Wildlife campaigners ponder next move after death of last male northern white rhino

Updated 2018-03-21 09:55:01 Xinhua

File photo: The last surviving male northern white rhino named "Sudan" is seen at the Ol Pejeta Conservancy in Laikipia, Kenya June 18, 2017.

The death of the last remaining male northern white rhino to roam planet earth, which was announced on Tuesday by its care taker, Ol Pejeta Conservancy in northern Kenya, had shocked global wildlife campaigners while triggering a new debate on effective ways to protect endangered species from extinction.

Nicknamed Sudan, the 45-year-old world's only remaining male northern white rhino was declared dead after battling age related complications since the beginning of this March.

Ol Pejeta Conservancy said that veterinary doctors decided on Monday to euthanize Sudan after it became apparent that he could not survive an onslaught of age related disorders.

"His condition worsened significantly in the last 24 hours; he was unable to stand up and was suffering a great deal. The veterinary team from the Dvur Kralove Zoo, Ol Pejeta and Kenya Wildlife Service made the decision to euthanize him," Ol Pejeta said in a statement released on Tuesday.

The news of Sudan's demise sent shockwaves in the global conservation and scientific communities given its enviable status as the last northern white male rhino in the world.

Richard Vigne, the CEO of Ol Pejeta, echoed the sentiments of local and international wildlife campaigners by stating that Sudan's demise was a huge blow to the concerted efforts to save iconic but threatened species.

"We on Ol Pejeta are all saddened by Sudan's death.
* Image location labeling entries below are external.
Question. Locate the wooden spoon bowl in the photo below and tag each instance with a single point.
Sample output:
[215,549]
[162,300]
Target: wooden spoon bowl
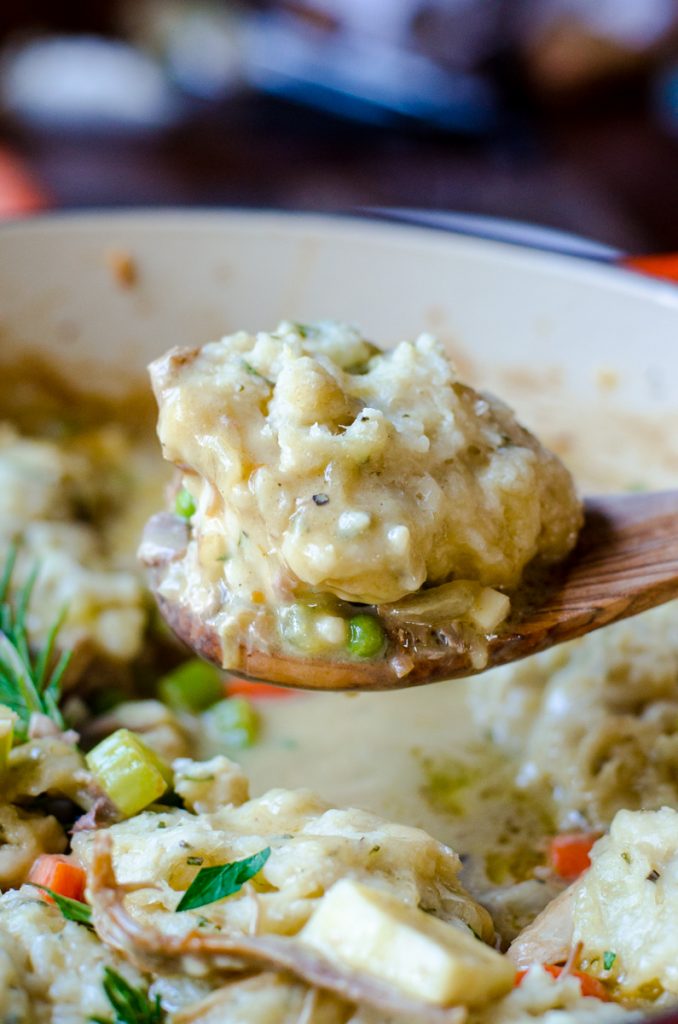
[626,561]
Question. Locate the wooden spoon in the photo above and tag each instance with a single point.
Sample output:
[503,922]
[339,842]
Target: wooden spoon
[626,561]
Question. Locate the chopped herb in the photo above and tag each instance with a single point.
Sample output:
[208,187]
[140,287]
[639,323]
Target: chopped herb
[72,909]
[306,330]
[248,368]
[29,683]
[192,687]
[236,721]
[131,1006]
[184,504]
[212,884]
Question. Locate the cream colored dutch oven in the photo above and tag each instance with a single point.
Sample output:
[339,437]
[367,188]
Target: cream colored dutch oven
[104,293]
He was a great ambassador for his species and will be remembered for the work he did to raise awareness globally of the plight facing not only rhinos, but also the many thousands of other species facing extinction as a result of unsustainable human activity," said Vigne.

"One day, his demise will hopefully be seen as a seminal moment for conservationists worldwide," he added.
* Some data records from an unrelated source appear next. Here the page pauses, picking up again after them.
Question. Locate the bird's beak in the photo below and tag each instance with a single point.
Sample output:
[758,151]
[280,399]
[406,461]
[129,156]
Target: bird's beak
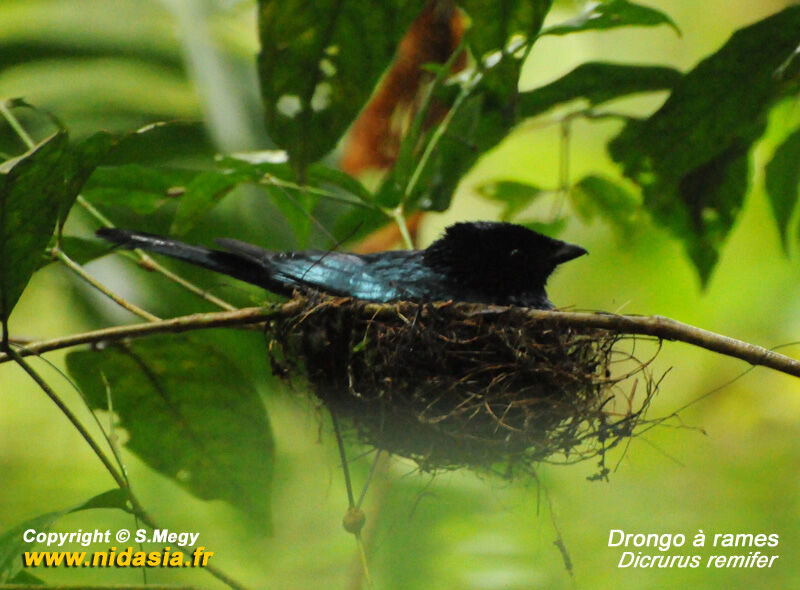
[567,252]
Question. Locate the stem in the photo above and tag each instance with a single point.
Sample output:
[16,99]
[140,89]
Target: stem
[118,477]
[657,326]
[431,145]
[78,269]
[269,179]
[364,562]
[148,262]
[400,220]
[11,354]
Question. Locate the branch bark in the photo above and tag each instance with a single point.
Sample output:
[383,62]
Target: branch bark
[657,326]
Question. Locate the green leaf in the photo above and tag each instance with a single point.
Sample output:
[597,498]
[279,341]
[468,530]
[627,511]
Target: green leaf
[597,82]
[12,544]
[140,189]
[597,195]
[598,16]
[318,64]
[783,181]
[201,194]
[690,157]
[515,196]
[81,250]
[190,414]
[32,188]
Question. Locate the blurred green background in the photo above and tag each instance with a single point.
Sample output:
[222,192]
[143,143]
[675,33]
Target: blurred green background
[734,468]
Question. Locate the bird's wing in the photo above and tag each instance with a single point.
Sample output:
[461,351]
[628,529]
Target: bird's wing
[376,277]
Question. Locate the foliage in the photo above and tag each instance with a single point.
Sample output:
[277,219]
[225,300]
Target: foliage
[319,64]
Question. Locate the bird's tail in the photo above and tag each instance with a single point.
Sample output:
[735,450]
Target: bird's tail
[227,263]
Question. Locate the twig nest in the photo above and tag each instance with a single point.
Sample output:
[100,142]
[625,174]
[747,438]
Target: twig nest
[452,385]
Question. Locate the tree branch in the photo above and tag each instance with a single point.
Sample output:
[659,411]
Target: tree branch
[657,326]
Born in the Sudanese wild in 1973, the giant land mammal was later transferred to a zoo in Europe where it lived until 2009 when it was relocated to the 90,000 acres Ol Pejeta Conservancy located in Kenya's Laikipia County.

Sudan has left behind a daughter named Najin and a granddaughter called Fatu who have lived with him at the Ol Pejeta Conservancy since 2009.
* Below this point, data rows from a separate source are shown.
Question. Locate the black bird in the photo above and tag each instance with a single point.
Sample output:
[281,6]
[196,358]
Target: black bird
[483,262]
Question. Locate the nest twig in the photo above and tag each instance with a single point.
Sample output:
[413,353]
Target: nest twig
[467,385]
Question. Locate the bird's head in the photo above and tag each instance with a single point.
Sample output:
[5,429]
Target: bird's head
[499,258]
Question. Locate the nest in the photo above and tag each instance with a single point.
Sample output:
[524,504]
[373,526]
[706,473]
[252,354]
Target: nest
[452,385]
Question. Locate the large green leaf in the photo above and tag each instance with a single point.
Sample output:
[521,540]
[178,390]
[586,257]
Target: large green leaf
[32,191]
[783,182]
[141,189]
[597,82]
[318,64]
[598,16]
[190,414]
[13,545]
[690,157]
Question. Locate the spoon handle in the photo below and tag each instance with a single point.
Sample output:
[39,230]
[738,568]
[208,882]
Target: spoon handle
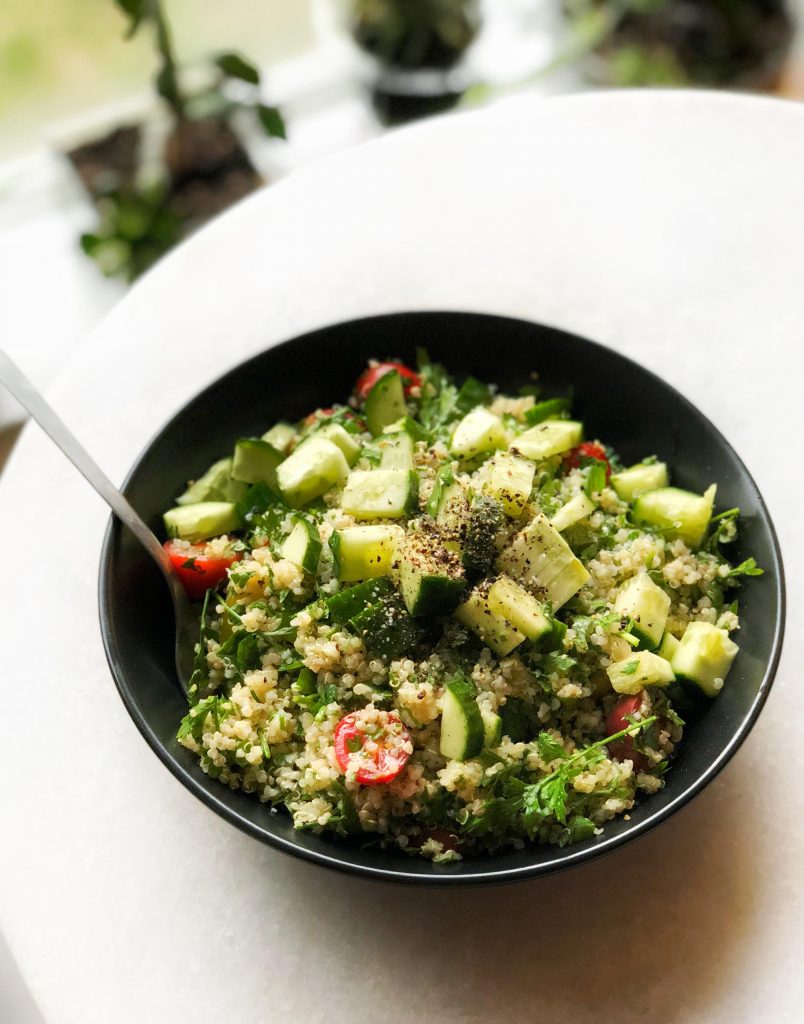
[27,395]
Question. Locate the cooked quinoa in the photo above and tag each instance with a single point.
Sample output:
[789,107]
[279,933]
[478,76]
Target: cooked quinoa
[437,620]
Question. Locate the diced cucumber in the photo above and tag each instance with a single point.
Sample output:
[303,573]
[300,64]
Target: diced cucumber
[310,470]
[410,426]
[463,731]
[385,402]
[510,479]
[646,605]
[547,410]
[478,431]
[280,436]
[668,647]
[387,629]
[493,727]
[676,512]
[202,520]
[638,671]
[211,486]
[364,552]
[495,630]
[255,462]
[431,579]
[565,585]
[550,437]
[540,558]
[453,510]
[510,601]
[478,549]
[636,480]
[704,656]
[302,545]
[577,508]
[347,603]
[396,451]
[380,494]
[347,442]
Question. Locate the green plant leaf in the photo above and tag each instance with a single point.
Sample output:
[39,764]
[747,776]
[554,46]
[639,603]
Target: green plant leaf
[234,66]
[135,10]
[271,121]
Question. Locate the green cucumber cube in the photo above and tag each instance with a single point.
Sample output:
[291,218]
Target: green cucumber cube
[577,508]
[396,451]
[463,730]
[676,512]
[509,601]
[202,520]
[255,461]
[310,470]
[636,480]
[646,605]
[431,579]
[347,442]
[280,436]
[548,438]
[303,546]
[380,494]
[639,670]
[364,552]
[704,656]
[385,402]
[541,559]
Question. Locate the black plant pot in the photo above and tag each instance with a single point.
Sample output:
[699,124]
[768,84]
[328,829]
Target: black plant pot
[417,46]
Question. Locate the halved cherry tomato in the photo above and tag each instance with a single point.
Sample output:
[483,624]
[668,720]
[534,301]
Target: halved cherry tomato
[198,571]
[624,750]
[369,378]
[378,749]
[588,451]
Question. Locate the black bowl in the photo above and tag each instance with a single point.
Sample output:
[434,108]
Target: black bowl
[619,400]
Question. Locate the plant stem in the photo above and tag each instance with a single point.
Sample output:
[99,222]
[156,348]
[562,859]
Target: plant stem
[167,80]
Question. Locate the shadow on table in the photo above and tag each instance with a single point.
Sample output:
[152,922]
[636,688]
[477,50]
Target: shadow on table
[652,928]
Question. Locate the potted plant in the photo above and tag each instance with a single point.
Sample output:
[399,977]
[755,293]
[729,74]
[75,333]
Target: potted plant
[717,43]
[200,165]
[416,45]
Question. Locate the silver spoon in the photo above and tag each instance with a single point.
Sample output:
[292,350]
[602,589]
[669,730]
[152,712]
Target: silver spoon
[186,617]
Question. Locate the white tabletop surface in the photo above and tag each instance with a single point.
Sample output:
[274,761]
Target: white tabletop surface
[668,225]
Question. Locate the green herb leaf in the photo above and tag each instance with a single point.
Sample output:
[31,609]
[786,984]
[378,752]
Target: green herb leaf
[549,748]
[749,567]
[546,410]
[135,10]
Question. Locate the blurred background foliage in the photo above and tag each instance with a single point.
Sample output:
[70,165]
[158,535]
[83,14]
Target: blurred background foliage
[58,57]
[62,59]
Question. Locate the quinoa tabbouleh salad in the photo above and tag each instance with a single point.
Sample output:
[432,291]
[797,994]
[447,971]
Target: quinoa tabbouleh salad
[436,617]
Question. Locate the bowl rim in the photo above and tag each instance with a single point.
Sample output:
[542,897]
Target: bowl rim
[566,857]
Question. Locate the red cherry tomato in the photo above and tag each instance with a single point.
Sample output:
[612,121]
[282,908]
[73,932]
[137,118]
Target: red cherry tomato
[588,451]
[624,750]
[375,751]
[369,378]
[198,571]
Due to advanced age, Sudan was unable to reproduce with the planet's two last remaining northern white female rhinos.

In the last couple of years, global wildlife campaigners have spearheaded a campaign to enable Sudan to sire offspring with the two female northern white rhinos using modern reproductive technologies like In Vitro Fertilization (IVF).

The campaigners last year launched a campaign to raise some 9 million dollars to enable Sudan to reproduce with his female counterparts using artificial methods.

Despite failed attempts to reproduce the next generation of northern white rhinos, conservationists were optimistic that modern technology could offer a respite in the near future.

"His genetic material was collected yesterday and provides a hope for future attempts at reproduction of northern white rhinos through advanced cellular technologies," said Ol Pejeta Conservancy.

"The only hope for the preservation of this subspecies now lies in developing in vitro fertilization (IVF) techniques using eggs from the two remaining females, stored northern white rhino semen from males and surrogate southern white rhino females," it added

Before his demise, Sudan was put under 24 hour armed surveillance at the Ol Pejeta Conservancy to ward off attack by poachers who are responsible for rapid decline in the population of African rhinos.

Statistics from wildlife conservation lobby groups indicate the population of northern white rhino subspecies stood at 2,000 in the 1960s but later dropped to the current two due to poaching, habitat loss and climatic shocks.

Scientists and wildlife campaigners still reeling from the shock of Sudan's death are banking on artificial reproductive technologies to halt the extinction of northern white rhinos.

"We must take advantage of the unique situation in which cellular technologies are utilized for conservation of critically endangered species," remarked Jan Stejskal, the Director of International Projects at Dvur Kralove Zoo which once sheltered Sudan.

It may sound unbelievable, but thanks to the newly developed techniques, even Sudan could still have an offspring," he added.